First of all, am I right in thinking that the first two maps have no influence on the direct limit? And secondly, is there an easy way to describe the resulting algebra?

Answer 1

You are right: When taking a direct limit like $$A_1\overset{T_1}{\longrightarrow}A_2\overset{T_2}{\longrightarrow}\cdots,$$ the first elements of your direct sequence do not matter. In fact, you can take any subsequence $(n_k)$ (and compose the maps appropriatelly to get a directed sequence $A_{n_1}\to A_{n_2}\to\cdots$) and you still get the same direct limit. You can show this using the universal property.

As for what is the direct limit in your case, we have to make a guess somehow. Essentially, direct limits work in the following way: When the $T_1$ are injective, we may identify $A_i$ with its image $T_i(A_i)$ inside $A_{i+1}$, so we have a sequence $A_1\subseteq A_2\subseteq\cdots$. "Taking a limit" in this case would mean taking the union of all $A_i$, which is an algebra (and put an appropriate norm and close to get a C*-algebra).
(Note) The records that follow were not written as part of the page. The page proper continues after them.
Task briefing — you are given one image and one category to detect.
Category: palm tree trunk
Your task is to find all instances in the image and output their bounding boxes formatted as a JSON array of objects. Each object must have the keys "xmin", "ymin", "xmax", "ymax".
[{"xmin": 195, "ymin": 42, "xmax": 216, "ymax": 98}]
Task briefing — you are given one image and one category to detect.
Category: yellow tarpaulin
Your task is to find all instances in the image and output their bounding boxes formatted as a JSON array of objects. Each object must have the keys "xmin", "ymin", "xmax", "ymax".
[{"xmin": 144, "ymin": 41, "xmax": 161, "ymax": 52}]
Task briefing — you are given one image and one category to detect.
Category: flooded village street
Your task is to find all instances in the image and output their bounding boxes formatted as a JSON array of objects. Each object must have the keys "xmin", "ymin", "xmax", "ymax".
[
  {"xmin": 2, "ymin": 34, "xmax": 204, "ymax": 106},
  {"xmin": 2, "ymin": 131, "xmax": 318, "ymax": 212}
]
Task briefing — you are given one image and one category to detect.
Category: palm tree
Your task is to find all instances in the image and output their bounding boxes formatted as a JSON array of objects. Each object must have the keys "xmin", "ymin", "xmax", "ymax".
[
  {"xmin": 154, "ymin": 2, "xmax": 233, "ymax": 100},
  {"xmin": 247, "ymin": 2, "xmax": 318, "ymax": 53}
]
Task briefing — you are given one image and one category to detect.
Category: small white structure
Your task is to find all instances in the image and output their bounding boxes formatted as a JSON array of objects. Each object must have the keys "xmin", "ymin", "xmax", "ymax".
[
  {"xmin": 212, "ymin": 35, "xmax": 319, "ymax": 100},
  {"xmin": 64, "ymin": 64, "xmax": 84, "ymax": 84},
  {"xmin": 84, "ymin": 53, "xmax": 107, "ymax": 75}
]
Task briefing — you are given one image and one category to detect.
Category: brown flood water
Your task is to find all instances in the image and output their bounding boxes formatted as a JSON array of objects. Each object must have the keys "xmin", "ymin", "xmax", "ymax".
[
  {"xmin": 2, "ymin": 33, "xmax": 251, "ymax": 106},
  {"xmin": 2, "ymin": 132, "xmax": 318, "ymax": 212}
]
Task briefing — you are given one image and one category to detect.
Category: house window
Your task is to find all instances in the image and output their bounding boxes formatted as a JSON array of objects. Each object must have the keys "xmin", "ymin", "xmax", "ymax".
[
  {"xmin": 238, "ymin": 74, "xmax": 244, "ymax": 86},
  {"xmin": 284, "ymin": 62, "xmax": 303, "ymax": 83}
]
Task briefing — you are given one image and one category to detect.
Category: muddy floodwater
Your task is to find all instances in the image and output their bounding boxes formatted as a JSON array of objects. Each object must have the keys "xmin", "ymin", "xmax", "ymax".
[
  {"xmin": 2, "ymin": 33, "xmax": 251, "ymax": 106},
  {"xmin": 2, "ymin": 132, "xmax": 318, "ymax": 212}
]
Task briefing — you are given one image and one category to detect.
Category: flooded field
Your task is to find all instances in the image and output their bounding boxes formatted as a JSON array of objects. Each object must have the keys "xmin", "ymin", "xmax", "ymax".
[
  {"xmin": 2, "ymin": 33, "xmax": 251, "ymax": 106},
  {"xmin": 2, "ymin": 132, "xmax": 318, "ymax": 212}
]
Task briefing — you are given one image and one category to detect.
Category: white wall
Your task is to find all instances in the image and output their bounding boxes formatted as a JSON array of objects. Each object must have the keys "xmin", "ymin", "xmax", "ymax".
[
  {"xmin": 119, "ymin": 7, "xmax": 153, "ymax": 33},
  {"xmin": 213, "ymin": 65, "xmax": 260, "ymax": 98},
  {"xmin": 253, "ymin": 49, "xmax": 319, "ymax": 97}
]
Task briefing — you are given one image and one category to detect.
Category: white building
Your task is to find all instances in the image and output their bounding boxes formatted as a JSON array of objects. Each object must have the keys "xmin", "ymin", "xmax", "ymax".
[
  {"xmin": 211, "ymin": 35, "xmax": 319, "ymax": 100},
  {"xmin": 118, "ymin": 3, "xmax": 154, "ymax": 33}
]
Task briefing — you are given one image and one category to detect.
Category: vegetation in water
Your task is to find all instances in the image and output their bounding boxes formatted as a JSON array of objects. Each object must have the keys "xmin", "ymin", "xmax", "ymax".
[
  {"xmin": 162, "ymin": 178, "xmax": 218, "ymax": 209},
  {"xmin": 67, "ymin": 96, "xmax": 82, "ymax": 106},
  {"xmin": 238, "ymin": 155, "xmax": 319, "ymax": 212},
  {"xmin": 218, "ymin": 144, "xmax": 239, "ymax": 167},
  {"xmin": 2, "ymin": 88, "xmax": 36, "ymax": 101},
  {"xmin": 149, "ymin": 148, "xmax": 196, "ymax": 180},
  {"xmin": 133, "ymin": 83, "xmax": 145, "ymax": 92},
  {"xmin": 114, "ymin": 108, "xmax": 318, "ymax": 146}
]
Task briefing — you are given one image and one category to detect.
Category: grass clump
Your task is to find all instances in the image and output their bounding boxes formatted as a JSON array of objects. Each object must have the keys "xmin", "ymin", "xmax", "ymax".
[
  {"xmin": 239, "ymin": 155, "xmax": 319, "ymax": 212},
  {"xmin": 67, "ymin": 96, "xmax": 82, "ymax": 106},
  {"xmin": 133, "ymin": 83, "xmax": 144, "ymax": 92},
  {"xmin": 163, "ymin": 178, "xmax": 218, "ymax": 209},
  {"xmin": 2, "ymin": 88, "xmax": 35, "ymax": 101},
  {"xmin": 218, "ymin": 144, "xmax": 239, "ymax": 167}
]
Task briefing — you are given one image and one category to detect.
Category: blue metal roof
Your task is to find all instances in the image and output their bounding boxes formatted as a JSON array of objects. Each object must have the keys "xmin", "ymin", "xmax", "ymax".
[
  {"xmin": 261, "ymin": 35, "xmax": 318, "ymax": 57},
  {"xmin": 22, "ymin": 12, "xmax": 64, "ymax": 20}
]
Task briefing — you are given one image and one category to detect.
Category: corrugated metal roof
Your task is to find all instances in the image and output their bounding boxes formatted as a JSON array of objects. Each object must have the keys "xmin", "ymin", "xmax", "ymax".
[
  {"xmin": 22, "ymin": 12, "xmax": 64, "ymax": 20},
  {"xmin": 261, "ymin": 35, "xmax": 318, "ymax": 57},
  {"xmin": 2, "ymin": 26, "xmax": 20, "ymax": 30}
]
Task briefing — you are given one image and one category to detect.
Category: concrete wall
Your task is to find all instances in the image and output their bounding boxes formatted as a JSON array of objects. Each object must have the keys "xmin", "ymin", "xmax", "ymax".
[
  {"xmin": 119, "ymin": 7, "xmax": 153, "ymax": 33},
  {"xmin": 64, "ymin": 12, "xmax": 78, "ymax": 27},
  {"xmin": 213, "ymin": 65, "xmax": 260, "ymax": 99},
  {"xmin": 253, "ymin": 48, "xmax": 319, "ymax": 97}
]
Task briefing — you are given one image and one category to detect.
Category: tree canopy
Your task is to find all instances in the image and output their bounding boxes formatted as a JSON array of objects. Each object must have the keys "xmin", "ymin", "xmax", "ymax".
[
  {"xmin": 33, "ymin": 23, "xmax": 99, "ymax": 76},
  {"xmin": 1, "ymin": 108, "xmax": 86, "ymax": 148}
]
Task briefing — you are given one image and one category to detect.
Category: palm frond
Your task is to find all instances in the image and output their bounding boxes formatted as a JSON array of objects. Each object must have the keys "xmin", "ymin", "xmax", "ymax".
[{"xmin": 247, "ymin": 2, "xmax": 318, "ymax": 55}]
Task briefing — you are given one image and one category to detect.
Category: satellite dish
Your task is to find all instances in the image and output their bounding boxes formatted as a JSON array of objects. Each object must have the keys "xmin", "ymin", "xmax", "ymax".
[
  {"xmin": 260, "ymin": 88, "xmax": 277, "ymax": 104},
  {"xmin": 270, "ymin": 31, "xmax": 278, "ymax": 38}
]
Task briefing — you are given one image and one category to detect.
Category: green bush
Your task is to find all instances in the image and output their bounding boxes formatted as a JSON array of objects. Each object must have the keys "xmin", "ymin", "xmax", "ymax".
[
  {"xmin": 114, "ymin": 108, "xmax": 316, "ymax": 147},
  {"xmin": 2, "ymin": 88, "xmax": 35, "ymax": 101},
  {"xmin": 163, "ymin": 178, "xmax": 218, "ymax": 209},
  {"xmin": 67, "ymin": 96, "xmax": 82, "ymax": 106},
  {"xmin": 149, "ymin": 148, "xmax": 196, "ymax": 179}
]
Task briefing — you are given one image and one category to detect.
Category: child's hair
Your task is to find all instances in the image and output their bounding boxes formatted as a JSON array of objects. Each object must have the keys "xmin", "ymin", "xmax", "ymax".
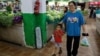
[{"xmin": 56, "ymin": 24, "xmax": 63, "ymax": 29}]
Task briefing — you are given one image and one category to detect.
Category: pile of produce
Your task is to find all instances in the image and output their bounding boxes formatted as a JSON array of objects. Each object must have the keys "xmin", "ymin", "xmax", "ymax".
[
  {"xmin": 13, "ymin": 12, "xmax": 23, "ymax": 24},
  {"xmin": 46, "ymin": 10, "xmax": 64, "ymax": 23},
  {"xmin": 0, "ymin": 12, "xmax": 14, "ymax": 27},
  {"xmin": 0, "ymin": 11, "xmax": 22, "ymax": 27}
]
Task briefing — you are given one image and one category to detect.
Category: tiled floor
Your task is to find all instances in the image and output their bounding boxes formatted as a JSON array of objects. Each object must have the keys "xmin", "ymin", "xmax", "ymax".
[
  {"xmin": 0, "ymin": 42, "xmax": 55, "ymax": 56},
  {"xmin": 0, "ymin": 19, "xmax": 100, "ymax": 56}
]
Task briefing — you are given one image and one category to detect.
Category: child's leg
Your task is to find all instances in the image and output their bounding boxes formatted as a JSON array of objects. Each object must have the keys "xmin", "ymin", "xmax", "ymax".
[
  {"xmin": 58, "ymin": 47, "xmax": 62, "ymax": 56},
  {"xmin": 52, "ymin": 43, "xmax": 59, "ymax": 56},
  {"xmin": 52, "ymin": 47, "xmax": 57, "ymax": 56},
  {"xmin": 58, "ymin": 43, "xmax": 62, "ymax": 56}
]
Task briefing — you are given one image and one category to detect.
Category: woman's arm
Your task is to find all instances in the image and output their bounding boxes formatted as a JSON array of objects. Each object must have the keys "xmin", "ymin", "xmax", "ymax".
[
  {"xmin": 82, "ymin": 24, "xmax": 86, "ymax": 33},
  {"xmin": 59, "ymin": 13, "xmax": 67, "ymax": 24}
]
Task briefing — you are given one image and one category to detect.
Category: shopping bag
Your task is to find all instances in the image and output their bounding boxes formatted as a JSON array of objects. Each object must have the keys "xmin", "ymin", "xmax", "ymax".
[
  {"xmin": 47, "ymin": 34, "xmax": 55, "ymax": 43},
  {"xmin": 80, "ymin": 37, "xmax": 89, "ymax": 47},
  {"xmin": 50, "ymin": 34, "xmax": 55, "ymax": 42}
]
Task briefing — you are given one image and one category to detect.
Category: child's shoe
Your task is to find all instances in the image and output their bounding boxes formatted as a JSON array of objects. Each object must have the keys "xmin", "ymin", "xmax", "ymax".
[{"xmin": 52, "ymin": 54, "xmax": 56, "ymax": 56}]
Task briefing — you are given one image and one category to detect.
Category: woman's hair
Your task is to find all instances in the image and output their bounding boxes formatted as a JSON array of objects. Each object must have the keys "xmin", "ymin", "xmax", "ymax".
[
  {"xmin": 56, "ymin": 24, "xmax": 63, "ymax": 29},
  {"xmin": 68, "ymin": 1, "xmax": 77, "ymax": 9}
]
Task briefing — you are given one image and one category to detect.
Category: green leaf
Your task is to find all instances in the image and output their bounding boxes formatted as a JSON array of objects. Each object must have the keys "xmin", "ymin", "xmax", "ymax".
[{"xmin": 0, "ymin": 12, "xmax": 14, "ymax": 27}]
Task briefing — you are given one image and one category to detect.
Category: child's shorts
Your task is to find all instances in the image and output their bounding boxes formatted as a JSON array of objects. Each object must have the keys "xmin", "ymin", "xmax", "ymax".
[{"xmin": 54, "ymin": 42, "xmax": 62, "ymax": 48}]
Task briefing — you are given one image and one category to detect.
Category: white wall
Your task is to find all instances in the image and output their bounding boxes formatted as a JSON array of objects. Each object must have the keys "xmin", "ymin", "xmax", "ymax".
[{"xmin": 21, "ymin": 0, "xmax": 46, "ymax": 13}]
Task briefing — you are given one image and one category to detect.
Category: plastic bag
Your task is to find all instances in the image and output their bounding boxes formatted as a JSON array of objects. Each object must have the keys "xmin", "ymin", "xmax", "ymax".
[
  {"xmin": 50, "ymin": 34, "xmax": 55, "ymax": 42},
  {"xmin": 80, "ymin": 37, "xmax": 89, "ymax": 47}
]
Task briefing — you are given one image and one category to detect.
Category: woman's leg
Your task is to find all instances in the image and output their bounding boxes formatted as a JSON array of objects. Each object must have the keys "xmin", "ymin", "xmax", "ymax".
[
  {"xmin": 67, "ymin": 35, "xmax": 73, "ymax": 56},
  {"xmin": 72, "ymin": 36, "xmax": 80, "ymax": 56}
]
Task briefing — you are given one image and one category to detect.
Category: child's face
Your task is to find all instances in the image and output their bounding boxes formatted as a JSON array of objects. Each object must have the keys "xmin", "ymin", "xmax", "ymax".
[{"xmin": 56, "ymin": 26, "xmax": 61, "ymax": 30}]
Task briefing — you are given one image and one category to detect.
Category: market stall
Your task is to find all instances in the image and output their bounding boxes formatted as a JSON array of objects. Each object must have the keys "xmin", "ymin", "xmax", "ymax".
[{"xmin": 0, "ymin": 0, "xmax": 24, "ymax": 46}]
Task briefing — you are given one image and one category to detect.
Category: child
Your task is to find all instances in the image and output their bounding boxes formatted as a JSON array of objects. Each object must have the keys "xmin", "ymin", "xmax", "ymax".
[{"xmin": 52, "ymin": 24, "xmax": 64, "ymax": 56}]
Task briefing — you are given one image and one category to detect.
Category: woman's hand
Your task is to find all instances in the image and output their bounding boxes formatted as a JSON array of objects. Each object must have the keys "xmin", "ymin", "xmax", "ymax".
[
  {"xmin": 82, "ymin": 25, "xmax": 89, "ymax": 36},
  {"xmin": 82, "ymin": 25, "xmax": 86, "ymax": 33}
]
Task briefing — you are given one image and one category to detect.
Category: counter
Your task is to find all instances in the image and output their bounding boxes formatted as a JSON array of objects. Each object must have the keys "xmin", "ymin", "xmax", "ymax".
[
  {"xmin": 0, "ymin": 24, "xmax": 26, "ymax": 46},
  {"xmin": 96, "ymin": 14, "xmax": 100, "ymax": 34}
]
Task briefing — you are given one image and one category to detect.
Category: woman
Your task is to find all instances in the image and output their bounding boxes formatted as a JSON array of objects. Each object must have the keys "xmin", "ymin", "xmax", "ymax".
[
  {"xmin": 13, "ymin": 0, "xmax": 20, "ymax": 13},
  {"xmin": 64, "ymin": 6, "xmax": 68, "ymax": 13},
  {"xmin": 60, "ymin": 1, "xmax": 86, "ymax": 56}
]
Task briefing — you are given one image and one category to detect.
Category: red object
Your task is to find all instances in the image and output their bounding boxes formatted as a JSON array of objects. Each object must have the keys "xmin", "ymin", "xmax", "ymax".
[
  {"xmin": 94, "ymin": 2, "xmax": 98, "ymax": 5},
  {"xmin": 98, "ymin": 2, "xmax": 100, "ymax": 5},
  {"xmin": 53, "ymin": 30, "xmax": 64, "ymax": 43},
  {"xmin": 89, "ymin": 2, "xmax": 100, "ymax": 5},
  {"xmin": 34, "ymin": 0, "xmax": 40, "ymax": 14},
  {"xmin": 89, "ymin": 2, "xmax": 94, "ymax": 5}
]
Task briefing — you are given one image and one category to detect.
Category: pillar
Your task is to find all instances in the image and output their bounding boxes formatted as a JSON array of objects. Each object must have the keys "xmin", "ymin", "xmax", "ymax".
[{"xmin": 21, "ymin": 0, "xmax": 47, "ymax": 48}]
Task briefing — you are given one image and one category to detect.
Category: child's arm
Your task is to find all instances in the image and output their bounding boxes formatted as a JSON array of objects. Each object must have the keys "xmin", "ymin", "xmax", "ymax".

Now suppose we have the same algebra over and over again: $$A\overset{T_1}{\longrightarrow}A\overset{T_2}{\longrightarrow}\cdots,$$\ and each $T_i$ is an isomorphism. Then identifying $A$ with its image under $T_i$ yields $A=A=A=\cdots$, so the union is again $A$.

Now to make things formal: Suppose $A$ is a C*-algebra, $A_i=A$ and and $T_i:A_i\to A_{i+1}$ are isomorphisms as above (it's useful to leave the indices). Let's show that $\lim(A_i,T_i)=A$. For this we need to find morphisms $\psi_i:A_i\to A$ which satisfy the universal property. Set $\psi_1=\operatorname{id}$ (this is the identification of $A_1$ with $A_1$), and for $i\geq 2$, set $\psi_i=T_1^{-1}\cdots T_{i-1}^{-1}$ (this is how we identify $A_1$ inside $A_i$). Then I'll leave it to you to show that these $\psi_i$ satisfy the universal property.

In particular, the direct limit in your example is $\mathbb{C}^3$.

Answer 2

It's true that any finite number of maps at the beginning don't affect the direct limit, so you may ignore the first two.

Then the direct limit is the stabilization of the image of your $3\times 3$-matrix. Explicitly, if you call $A$ this matrix, then the image of $A^n$ stabilizes for $n$ big enough, and the limit is this image.

Now just looking at its discriminant shows that $A$ is invertible, so the limit is just $\mathbb{C}\oplus \mathbb{C}\oplus \mathbb{C}$ (with whatever algebra structure it's supposed to have).